Introduction to Chaos Engineering

First, let’s explain what Chaos Engineering is. Chaos Engineering is:

“The practice of performing intentional experimentation on a system by injecting precise and measured amounts of harm for the purpose of improving its resilience.”

Let’s break this down.

The ultimate goal of Chaos Engineering is to improve the reliability of a system. To do this, we perform carefully planned experiments designed to test our systems for weaknesses and potential failure modes. When we identify a weakness, we deploy a fix, then repeat the experiment to validate that our fix works as intended. We then scale up our experiment or run a different experiment and repeat this process in an ongoing fashion.

Chaos Engineering isn’t meant to create chaos, but to find and mitigate chaos. We inject a small amount of harm in order to uncover problems that could cause much more harm if left unresolved. Using Gremlin, we can also revert this harm at any time and completely undo an experiment, making it safe and predictable.

You can learn more about the history and principles of Chaos Engineering by clicking here.

How to do Chaos Engineering

A chaos experiment is an intentional, planned process through which we inject harm into a system to learn how it responds and ultimately, to find and fix problems before they happen in a way that impacts customers. Before starting any attacks on your systems, you should fully think out and develop the experiments you want to run. We recommend following the scientific method:

  1. Develop a hypothesis (how will my systems behave under certain conditions, like low computing resources or poor network conditions?)
  2. Define your blast radius. This is the number of systems impacted by the experiment. If you’re new to Chaos Engineering, start with a small blast radius and scale up as you learn more about your systems.
    • Also define your magnitude, or the intensity of the experiment. For example, an experiment that increases CPU usage by 5% has a much lower magnitude than one that increases usage by 50%.
  3. Observe your systems and baseline your metrics. This will help you get a clear understanding of the impact of the experiment.
  4. Run the experiment. Make sure to set abort conditions beforehand, which are the conditions where you should stop the test to avoid unintentional harm.
  5. Analyze the results and form a conclusion. Does it confirm or refute your hypothesis?
  6. Expand the scope of your experiment and repeat it.
  7. Share your results with other teams.

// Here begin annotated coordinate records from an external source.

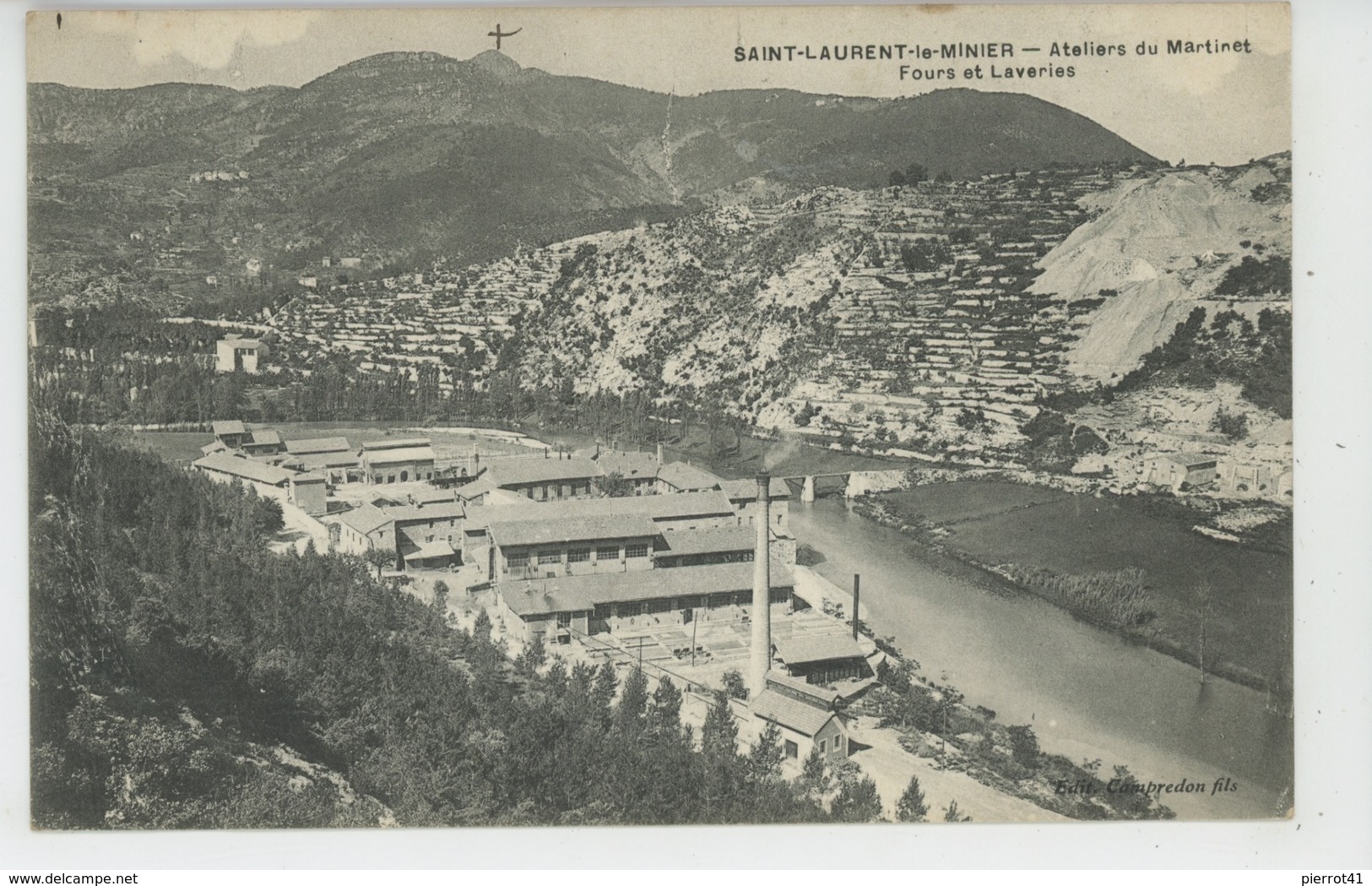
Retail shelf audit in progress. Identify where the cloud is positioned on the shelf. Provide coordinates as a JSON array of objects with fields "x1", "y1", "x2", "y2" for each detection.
[{"x1": 88, "y1": 9, "x2": 317, "y2": 70}]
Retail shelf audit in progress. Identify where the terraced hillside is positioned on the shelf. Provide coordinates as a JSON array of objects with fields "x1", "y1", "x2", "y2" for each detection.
[{"x1": 252, "y1": 156, "x2": 1290, "y2": 486}]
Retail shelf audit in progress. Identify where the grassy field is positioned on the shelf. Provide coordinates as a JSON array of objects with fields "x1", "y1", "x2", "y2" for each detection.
[
  {"x1": 882, "y1": 483, "x2": 1293, "y2": 688},
  {"x1": 130, "y1": 421, "x2": 531, "y2": 462}
]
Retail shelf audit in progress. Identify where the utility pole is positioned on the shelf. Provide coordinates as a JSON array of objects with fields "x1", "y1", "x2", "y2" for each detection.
[{"x1": 854, "y1": 572, "x2": 862, "y2": 639}]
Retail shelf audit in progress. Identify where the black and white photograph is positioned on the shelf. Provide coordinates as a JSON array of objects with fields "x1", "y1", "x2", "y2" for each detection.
[{"x1": 24, "y1": 3, "x2": 1306, "y2": 831}]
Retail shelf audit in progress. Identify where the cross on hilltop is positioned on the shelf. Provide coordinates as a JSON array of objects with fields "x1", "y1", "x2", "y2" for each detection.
[{"x1": 485, "y1": 22, "x2": 524, "y2": 52}]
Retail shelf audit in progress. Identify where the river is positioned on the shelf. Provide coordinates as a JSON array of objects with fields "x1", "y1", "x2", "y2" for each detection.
[{"x1": 790, "y1": 499, "x2": 1293, "y2": 818}]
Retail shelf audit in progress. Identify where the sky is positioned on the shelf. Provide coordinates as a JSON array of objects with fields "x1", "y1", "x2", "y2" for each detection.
[{"x1": 28, "y1": 4, "x2": 1291, "y2": 165}]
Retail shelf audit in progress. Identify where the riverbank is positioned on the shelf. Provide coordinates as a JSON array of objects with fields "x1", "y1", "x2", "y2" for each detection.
[{"x1": 854, "y1": 481, "x2": 1291, "y2": 706}]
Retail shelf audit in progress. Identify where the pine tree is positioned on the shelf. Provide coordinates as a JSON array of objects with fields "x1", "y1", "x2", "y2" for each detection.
[
  {"x1": 944, "y1": 800, "x2": 972, "y2": 822},
  {"x1": 472, "y1": 609, "x2": 491, "y2": 642},
  {"x1": 748, "y1": 721, "x2": 784, "y2": 783},
  {"x1": 896, "y1": 775, "x2": 929, "y2": 822},
  {"x1": 829, "y1": 775, "x2": 881, "y2": 823},
  {"x1": 615, "y1": 668, "x2": 648, "y2": 735},
  {"x1": 649, "y1": 677, "x2": 682, "y2": 737},
  {"x1": 700, "y1": 693, "x2": 738, "y2": 757}
]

Blast Radius is the number of hosts, containers or resources that are targeted in an experiment. This is also known as the subset of a system that can be impacted by an attack; the worst case impact of a failed experiment. This is usually measured in terms of customer impact (i.e. 10% of customers could be impacted), but may be expressed in hosts, services, or containers.

Magnitude is how the intensity of the attack you’re running is defined, and can also be defined as the impact that an experiment has. For example, a CPU attack would have a different magnitude if it targeted 10% of CPU versus 20% of CPU.

Abort Conditions are the conditions that would cause to you to press the halt button. They are system conditions that indicate when we should stop a chaos experiment in order to avoid accidental damage

One should always define Abort Conditions. Examples of abort conditions include SLAs, Error Rates, Availability, Latency, Traffic, and any other KPI that matters to your organization.

When running chaos experiments, it is recommended to start with a small blast radius and magnitude. As you run more experiments and build more confidence, you can increase the blast radius and magnitude.